Alas, book 2 doesn’t quite meet the high bar set by #1. And I keep waiting for Orion to turn into a horrible monster, just as El’s mother expects. (His affinity just *reeks* of malia.)
Yes! I loved these books- loved the characters, the backstory, the secondary characters, all of it. It’s been a pleasure following her writing- that first Tremaraire book was so good, and Uprooted brought me back to reading her, and now this series. I hope the last book doesn’t let us down!

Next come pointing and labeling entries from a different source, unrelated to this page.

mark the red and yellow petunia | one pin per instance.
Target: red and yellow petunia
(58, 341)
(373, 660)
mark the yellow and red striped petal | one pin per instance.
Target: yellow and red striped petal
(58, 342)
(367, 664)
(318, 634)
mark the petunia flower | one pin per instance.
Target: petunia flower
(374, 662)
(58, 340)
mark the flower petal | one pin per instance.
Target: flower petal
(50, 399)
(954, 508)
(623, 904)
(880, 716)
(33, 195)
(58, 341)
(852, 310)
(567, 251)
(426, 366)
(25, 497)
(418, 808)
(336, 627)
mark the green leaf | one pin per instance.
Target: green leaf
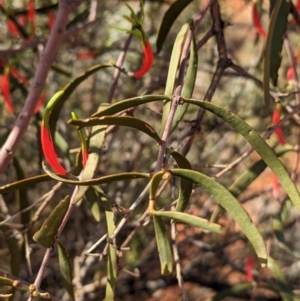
(273, 45)
(92, 198)
(129, 103)
(188, 85)
(112, 259)
(259, 144)
(231, 205)
(283, 286)
(190, 220)
(65, 269)
(46, 236)
(172, 72)
(67, 91)
(6, 281)
(186, 186)
(96, 140)
(155, 180)
(21, 194)
(169, 18)
(97, 181)
(24, 183)
(246, 178)
(163, 246)
(120, 121)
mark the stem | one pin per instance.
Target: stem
(47, 57)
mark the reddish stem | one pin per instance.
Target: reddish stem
(31, 15)
(256, 21)
(40, 102)
(86, 55)
(51, 19)
(6, 92)
(49, 151)
(85, 155)
(275, 120)
(249, 267)
(147, 61)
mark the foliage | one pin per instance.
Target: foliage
(90, 140)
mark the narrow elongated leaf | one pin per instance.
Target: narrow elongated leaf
(246, 178)
(189, 84)
(163, 246)
(190, 220)
(24, 183)
(283, 286)
(273, 45)
(46, 236)
(259, 144)
(65, 269)
(186, 186)
(97, 181)
(172, 72)
(120, 121)
(231, 205)
(68, 90)
(169, 18)
(156, 178)
(92, 197)
(278, 20)
(129, 103)
(112, 259)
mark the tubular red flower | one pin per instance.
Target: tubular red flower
(40, 102)
(86, 55)
(31, 15)
(49, 151)
(147, 61)
(6, 92)
(85, 155)
(275, 120)
(256, 21)
(51, 19)
(249, 267)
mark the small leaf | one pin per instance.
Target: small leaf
(120, 121)
(259, 144)
(246, 178)
(46, 236)
(155, 180)
(188, 85)
(273, 45)
(68, 90)
(169, 18)
(65, 269)
(92, 197)
(163, 246)
(6, 281)
(190, 220)
(231, 205)
(173, 68)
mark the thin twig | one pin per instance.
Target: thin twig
(47, 57)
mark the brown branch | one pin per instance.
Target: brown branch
(46, 59)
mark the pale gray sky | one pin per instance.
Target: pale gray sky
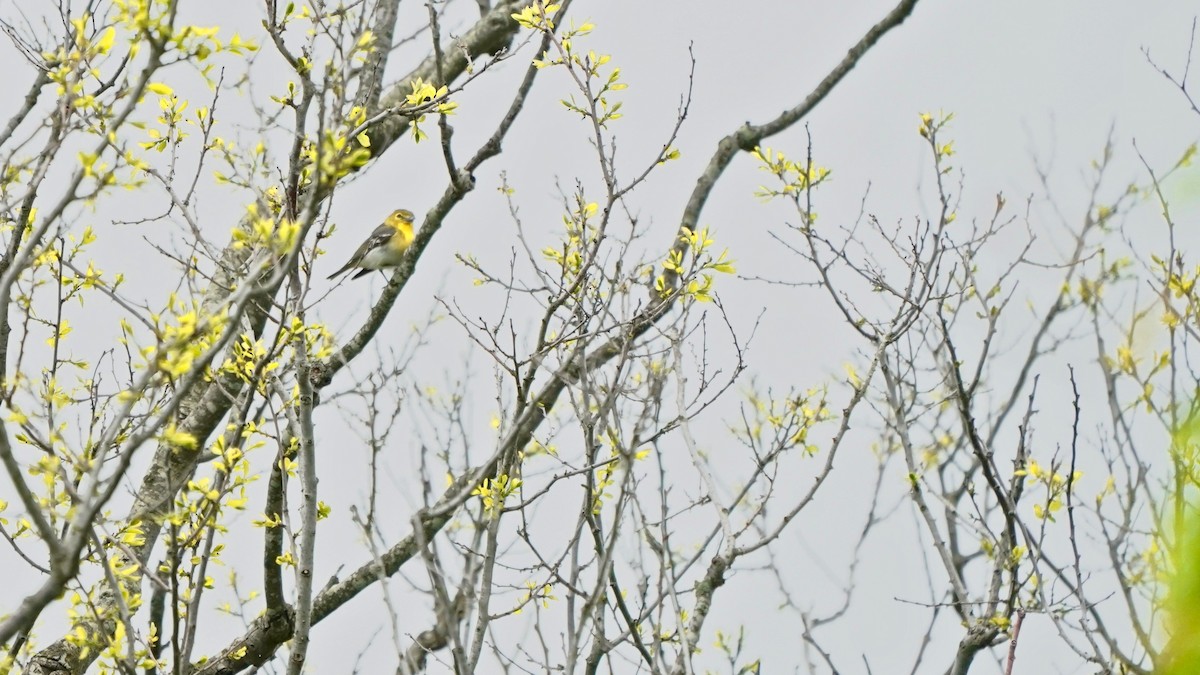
(1026, 79)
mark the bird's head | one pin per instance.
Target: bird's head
(401, 216)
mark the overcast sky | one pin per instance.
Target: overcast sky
(1030, 83)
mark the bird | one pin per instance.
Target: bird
(384, 248)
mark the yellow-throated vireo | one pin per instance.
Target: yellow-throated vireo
(385, 246)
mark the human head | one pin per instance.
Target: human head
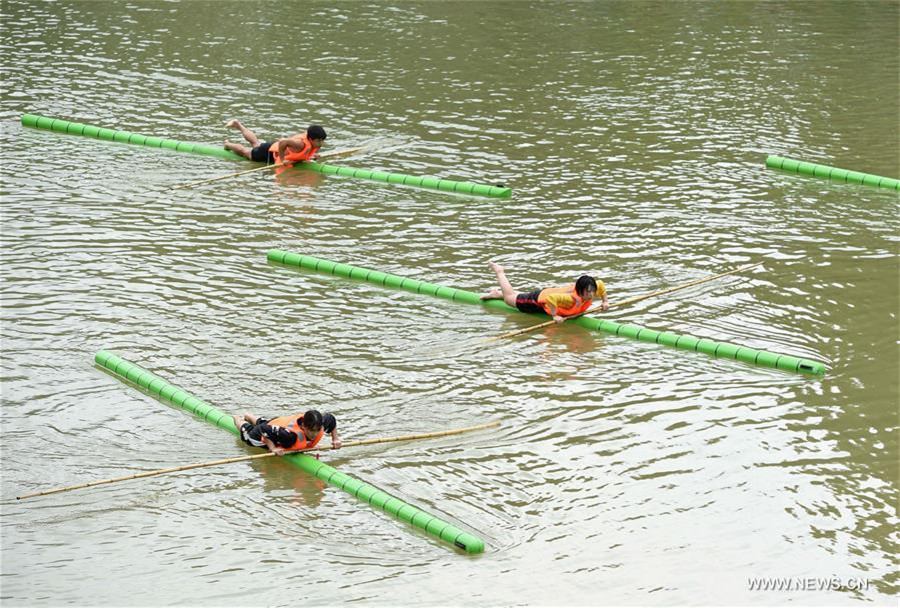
(315, 132)
(312, 423)
(586, 287)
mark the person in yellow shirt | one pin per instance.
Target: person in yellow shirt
(558, 302)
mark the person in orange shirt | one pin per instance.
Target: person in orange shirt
(287, 433)
(297, 148)
(558, 302)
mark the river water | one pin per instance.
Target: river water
(634, 135)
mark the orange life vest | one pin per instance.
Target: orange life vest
(293, 423)
(579, 305)
(307, 152)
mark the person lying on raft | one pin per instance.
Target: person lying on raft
(558, 302)
(287, 433)
(300, 147)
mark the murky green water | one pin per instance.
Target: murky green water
(634, 135)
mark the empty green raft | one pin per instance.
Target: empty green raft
(125, 137)
(377, 498)
(824, 171)
(702, 345)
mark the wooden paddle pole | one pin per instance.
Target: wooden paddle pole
(221, 177)
(214, 463)
(630, 300)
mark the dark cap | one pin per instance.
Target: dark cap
(312, 419)
(316, 132)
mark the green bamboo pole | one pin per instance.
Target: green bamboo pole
(434, 183)
(446, 185)
(702, 345)
(842, 175)
(124, 137)
(377, 498)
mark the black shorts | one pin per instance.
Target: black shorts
(261, 154)
(527, 302)
(251, 433)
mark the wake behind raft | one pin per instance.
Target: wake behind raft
(125, 137)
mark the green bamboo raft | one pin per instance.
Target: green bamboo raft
(842, 175)
(125, 137)
(379, 499)
(701, 345)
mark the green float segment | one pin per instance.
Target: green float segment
(703, 345)
(377, 498)
(433, 183)
(842, 175)
(125, 137)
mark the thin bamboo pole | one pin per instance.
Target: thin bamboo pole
(629, 301)
(213, 463)
(221, 177)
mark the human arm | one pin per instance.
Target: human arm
(550, 309)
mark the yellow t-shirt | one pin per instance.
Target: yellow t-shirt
(561, 297)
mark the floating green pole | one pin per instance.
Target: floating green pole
(841, 175)
(702, 345)
(361, 490)
(434, 183)
(125, 137)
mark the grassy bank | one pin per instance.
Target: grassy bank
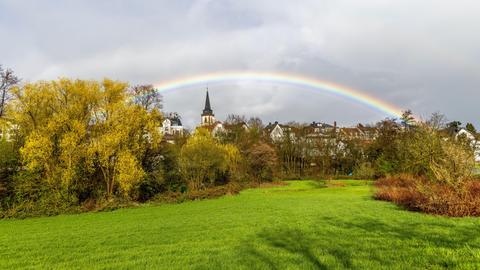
(302, 225)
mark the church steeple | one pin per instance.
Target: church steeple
(208, 118)
(207, 110)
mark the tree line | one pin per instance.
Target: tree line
(77, 145)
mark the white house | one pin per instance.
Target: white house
(475, 142)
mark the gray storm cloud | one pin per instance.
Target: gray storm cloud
(421, 55)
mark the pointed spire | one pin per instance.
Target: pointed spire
(207, 110)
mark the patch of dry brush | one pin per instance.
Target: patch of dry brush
(421, 194)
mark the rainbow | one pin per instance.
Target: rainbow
(282, 78)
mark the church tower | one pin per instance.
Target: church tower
(208, 118)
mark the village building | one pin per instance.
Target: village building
(172, 127)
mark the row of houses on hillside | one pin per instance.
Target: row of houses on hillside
(277, 132)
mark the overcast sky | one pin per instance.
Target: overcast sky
(417, 54)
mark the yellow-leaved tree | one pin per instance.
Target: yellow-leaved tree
(73, 128)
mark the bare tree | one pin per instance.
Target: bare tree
(437, 121)
(147, 96)
(7, 81)
(235, 119)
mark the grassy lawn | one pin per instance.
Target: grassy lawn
(296, 226)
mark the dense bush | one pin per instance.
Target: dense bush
(421, 194)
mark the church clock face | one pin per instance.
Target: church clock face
(208, 118)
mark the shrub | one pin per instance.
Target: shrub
(439, 198)
(364, 171)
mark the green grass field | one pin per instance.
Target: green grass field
(299, 226)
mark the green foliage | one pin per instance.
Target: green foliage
(203, 160)
(261, 162)
(78, 134)
(299, 226)
(471, 128)
(364, 171)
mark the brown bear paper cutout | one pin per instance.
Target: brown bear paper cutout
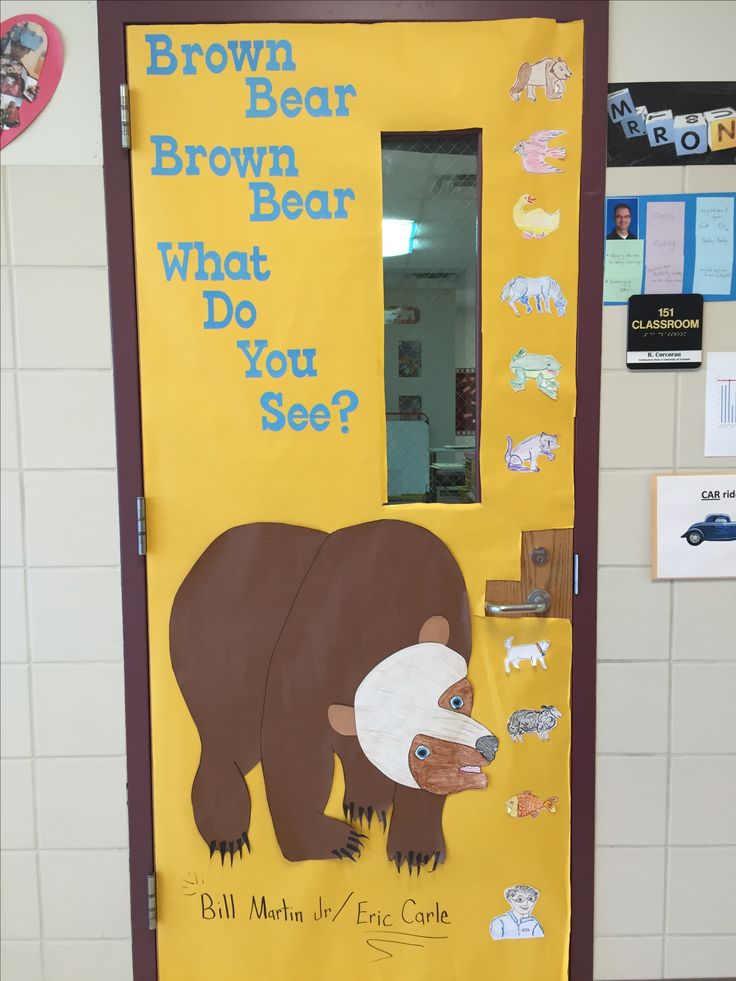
(290, 644)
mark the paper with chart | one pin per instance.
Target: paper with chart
(720, 404)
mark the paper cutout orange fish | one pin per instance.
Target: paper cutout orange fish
(527, 804)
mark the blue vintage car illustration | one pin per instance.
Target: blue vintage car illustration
(715, 528)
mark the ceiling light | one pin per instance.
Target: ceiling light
(398, 236)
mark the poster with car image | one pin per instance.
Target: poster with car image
(694, 526)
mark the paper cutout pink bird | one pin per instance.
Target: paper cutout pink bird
(536, 148)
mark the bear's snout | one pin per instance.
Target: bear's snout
(488, 746)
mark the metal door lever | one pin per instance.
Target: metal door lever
(538, 601)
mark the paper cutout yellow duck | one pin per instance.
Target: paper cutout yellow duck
(536, 223)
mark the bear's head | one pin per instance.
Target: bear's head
(411, 716)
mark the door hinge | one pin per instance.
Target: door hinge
(124, 117)
(140, 511)
(151, 877)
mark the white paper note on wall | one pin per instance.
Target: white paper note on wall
(695, 526)
(720, 404)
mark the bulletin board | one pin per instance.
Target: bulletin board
(678, 243)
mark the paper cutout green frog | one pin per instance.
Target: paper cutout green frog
(542, 367)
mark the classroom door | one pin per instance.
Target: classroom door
(356, 767)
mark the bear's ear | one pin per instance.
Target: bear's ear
(342, 719)
(436, 630)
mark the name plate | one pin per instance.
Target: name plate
(665, 330)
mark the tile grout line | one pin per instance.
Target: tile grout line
(27, 617)
(670, 686)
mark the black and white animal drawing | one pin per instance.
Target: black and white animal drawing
(524, 652)
(528, 451)
(541, 289)
(525, 721)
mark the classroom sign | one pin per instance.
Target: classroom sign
(354, 770)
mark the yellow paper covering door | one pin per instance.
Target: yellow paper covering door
(210, 464)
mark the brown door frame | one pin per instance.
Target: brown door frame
(113, 18)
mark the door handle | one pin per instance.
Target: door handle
(538, 601)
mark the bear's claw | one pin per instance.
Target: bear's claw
(355, 813)
(352, 849)
(417, 860)
(230, 847)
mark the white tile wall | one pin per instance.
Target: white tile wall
(68, 204)
(13, 615)
(73, 700)
(81, 803)
(72, 517)
(8, 422)
(700, 957)
(703, 620)
(632, 708)
(703, 716)
(88, 960)
(64, 815)
(21, 961)
(15, 715)
(19, 906)
(68, 913)
(627, 957)
(626, 406)
(17, 824)
(7, 356)
(624, 537)
(631, 800)
(11, 542)
(80, 432)
(630, 885)
(55, 329)
(694, 875)
(633, 600)
(703, 795)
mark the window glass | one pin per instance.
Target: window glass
(430, 277)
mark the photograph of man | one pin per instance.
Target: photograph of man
(622, 223)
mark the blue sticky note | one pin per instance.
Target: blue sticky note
(691, 134)
(713, 271)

I actually thought Book 2 was just about at the same high level as Book 1. You’re no longer learning about the world, sure, but there are other things that make up for it, and Novik surprised me several times when I though I knew exactly where she was going, but turned out to know only sort of where she was going.
I called the ending of the book pretty early on but was still surprised in the sense that I wasn’t at all sure the author was going to be willing to pull the trigger on it. However, I also didn’t realize at the time there was going to be a sequel. I thought that was the end of the series. Which was satisfying in a way but also a pretty hardcore way to end a series. So in a way I got the best of both worlds – reading it as a series ending, and then getting to reevaluate it as a cliffhanger!
Yes, I think most readers probably saw that last bit coming. Not the exact way it would work out, but the basic idea. But that would have been VERY hardcore! I’m glad there’s a sequel! I actually assumed there would be because to me the series has definitely foreshadowed a plot that takes place outside the school.
I love this breakdown! Super defensive and furiously hostile is El to a T.
My favorite aspect of these books is how they basically take hogwarts and turn it completely upside down
I agree! That’s some crazy world building. I wonder what it’s like to live in her head?
I bounced pretty hard off the first few chapters of this when I tried it last year, but you might have convinced me to try again. The school was just such an unpleasant place! And I guess I didn’t give El enough time to grow on me.
(Good job everyone not being spoilery about whatever terrible thing happens at the end of book 2! Now I want to read it just to find out!)